Music In Me
Let's Do It Again
Palmieri, Much Respect
Africa My Land
Little Johnny Rivero (congas, bongo, timbales, talking drums, quinto,
barril de bomba, chants on Africa My Land, coro on Alambique cajon, bata,
shekere, and udu drum): Brian Lynch (trumpet): Louis Fouché (alto sax):
Zaccai Curtis (piano and fender Rhodes): Luques Curtis (bass, coro on
Alambique): Ludwig Afonso (drums)
Special Guests: Conrad Herwig (trombone tracks 1, 4): Jonathan Powell
(trumpet tracks 1, 4, 5, 9): Alfredo de la Fé (violin track 9): Natalie
Fernandez (vocals track 5): Anthony Carrillo (bongo, bata, barril de bomba,
cuas and maracas tracks 1, 4, 6, 7, 9): Luisito Quintero (timbales tracks
1, 4, 9): Giovanni Almonte (poem recitation track 6): Manny Mieles (chant
vocals track 6): Edwin Ramos (coro track 9)
Recorded at Tedesco Studios, NJ / TRR Studios, NJ; M&M Latin Records,
NY; Audio Beast Studios, April 2014-August 2015
Puerto Rican percussionist Little Johnny Rivero cooks up a veritable Latin
groove in his second solo album. A prolific sideman on disc he is well
placed to bring in a roll call of special guests, with many of whom he has
appeared on disc.
The nine-track CD is bursting with vitality and Afro-Cuban vibe. Mr LP features guest Conrad Herwig whose mobile trombone playing
is splendidly deployed over the propulsive but supple rhythm of Rivero,
pianist Zaccai Curtis, bassist Luques Curtis and drummer Ludwig Afonso.
There’s a mini-fiesta of stylistic confectionary to be encountered on Music in Me, the title track, a kind of Latin-Jazz rumba propelled
by Rivero’s timbral variety and abetted by Brian Lynch’s trumpet and the
taut piano prompts. It’s on Let’s Do It Again that Louis Fouché’s
sparkling alto makes itself heard, his daring and darting runs
complementing, with fluency, the band’s all-round groove; and here Lynch
proves exultant in his own soloing over the pulsing rhythm and
colour-drenched percussion established by Rivero.
This is a really evocative and exciting album, from the convulsive Mambo ofLittle Giants through the cha-cha-cha of Palmieri, Much Respect (the nod in the title is to the great Eddie
Palmieri) where the timbales are prominent and where Natalie Fernandez’s
wordless vocal evokes just the right feel. Giovanni Almonte’s poem in
celebration of Africa has a chant vocal with supportive front line trumpet
and sax to add ballast to that already established by the trenchant rhythm.

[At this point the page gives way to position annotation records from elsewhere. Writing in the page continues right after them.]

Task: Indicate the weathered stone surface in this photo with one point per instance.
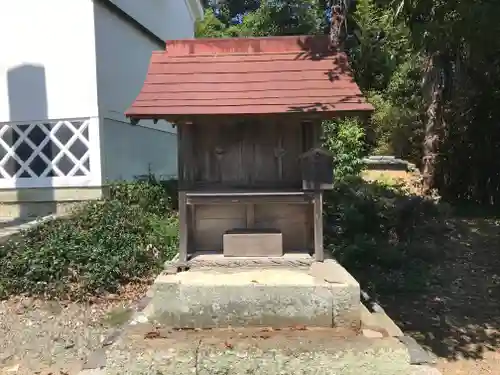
(96, 361)
(267, 297)
(372, 334)
(304, 354)
(418, 355)
(253, 244)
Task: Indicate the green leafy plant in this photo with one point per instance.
(345, 140)
(103, 245)
(380, 232)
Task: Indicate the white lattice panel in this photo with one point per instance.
(37, 152)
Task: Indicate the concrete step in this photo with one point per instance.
(324, 296)
(244, 352)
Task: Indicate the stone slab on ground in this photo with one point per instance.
(255, 352)
(380, 322)
(207, 298)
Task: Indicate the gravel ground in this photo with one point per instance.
(53, 337)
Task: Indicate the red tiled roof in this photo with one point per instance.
(247, 76)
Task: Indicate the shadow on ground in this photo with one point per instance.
(436, 274)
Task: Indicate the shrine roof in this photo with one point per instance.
(247, 76)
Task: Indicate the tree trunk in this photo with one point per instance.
(433, 86)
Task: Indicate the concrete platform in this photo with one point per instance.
(247, 351)
(324, 296)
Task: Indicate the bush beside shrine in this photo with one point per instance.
(102, 246)
(383, 233)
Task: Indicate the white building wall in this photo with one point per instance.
(47, 60)
(123, 53)
(48, 94)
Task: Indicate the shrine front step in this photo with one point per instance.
(326, 295)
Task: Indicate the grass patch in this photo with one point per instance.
(104, 245)
(118, 316)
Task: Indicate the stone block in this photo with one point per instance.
(253, 243)
(252, 297)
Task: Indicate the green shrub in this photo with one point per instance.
(384, 236)
(103, 245)
(345, 140)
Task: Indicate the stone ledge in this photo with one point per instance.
(264, 297)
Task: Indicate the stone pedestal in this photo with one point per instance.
(323, 296)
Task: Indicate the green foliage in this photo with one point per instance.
(345, 140)
(262, 18)
(102, 246)
(380, 233)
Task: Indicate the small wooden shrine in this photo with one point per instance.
(248, 115)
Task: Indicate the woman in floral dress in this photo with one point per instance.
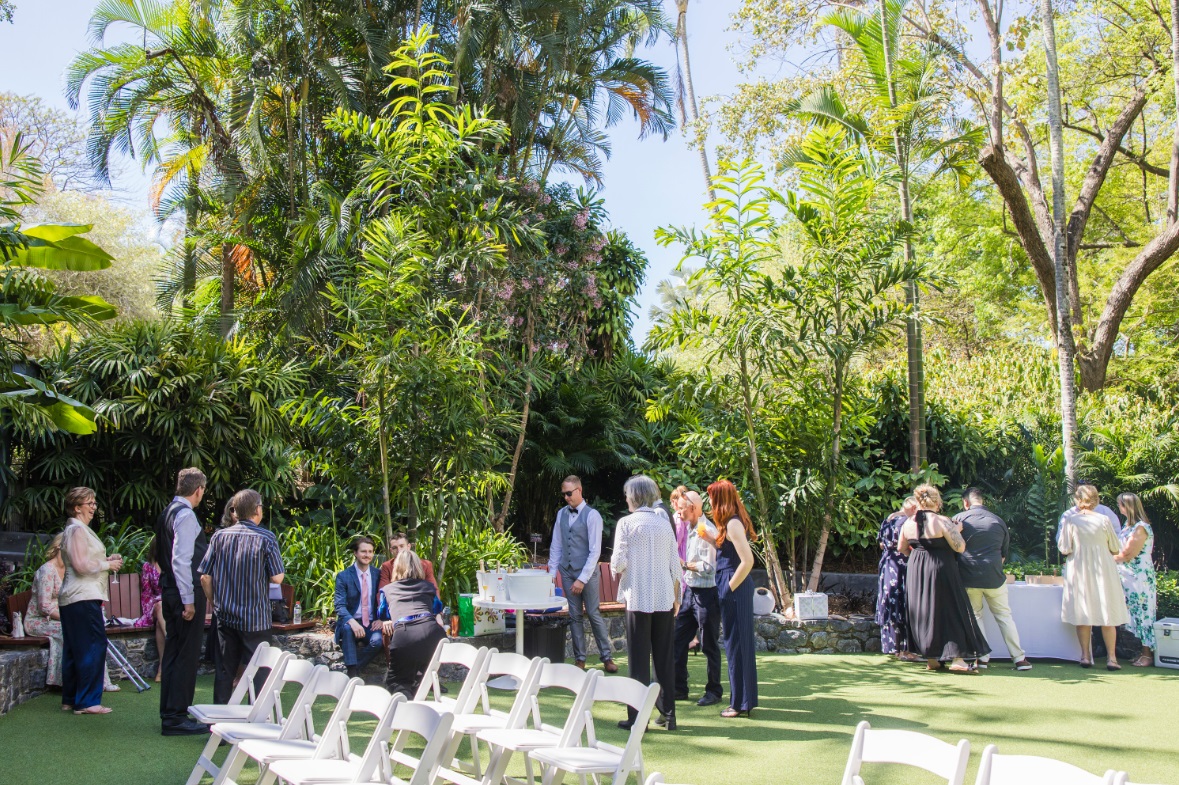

The eventful contribution of Anthony Carrillo’s barril de bomba
vies with Fouché’s voluble, vivacious sax playing in Bombazúl.
There’s something of a classic Blue Note feel to Afro-Rykan Thoughts during which the spirit of Horace Silver seems
to hover with its sinewy front line contributions – strong trumpet calls
and less punchy but more blue-tinged alto. The rhythm section meanwhile
cooks up the spirit of Ray Bryant and Art Blakey.
This vivacious album reprises Rivero’s credentials as a master
percussionist whose band enjoys a high quotient of Latin allure.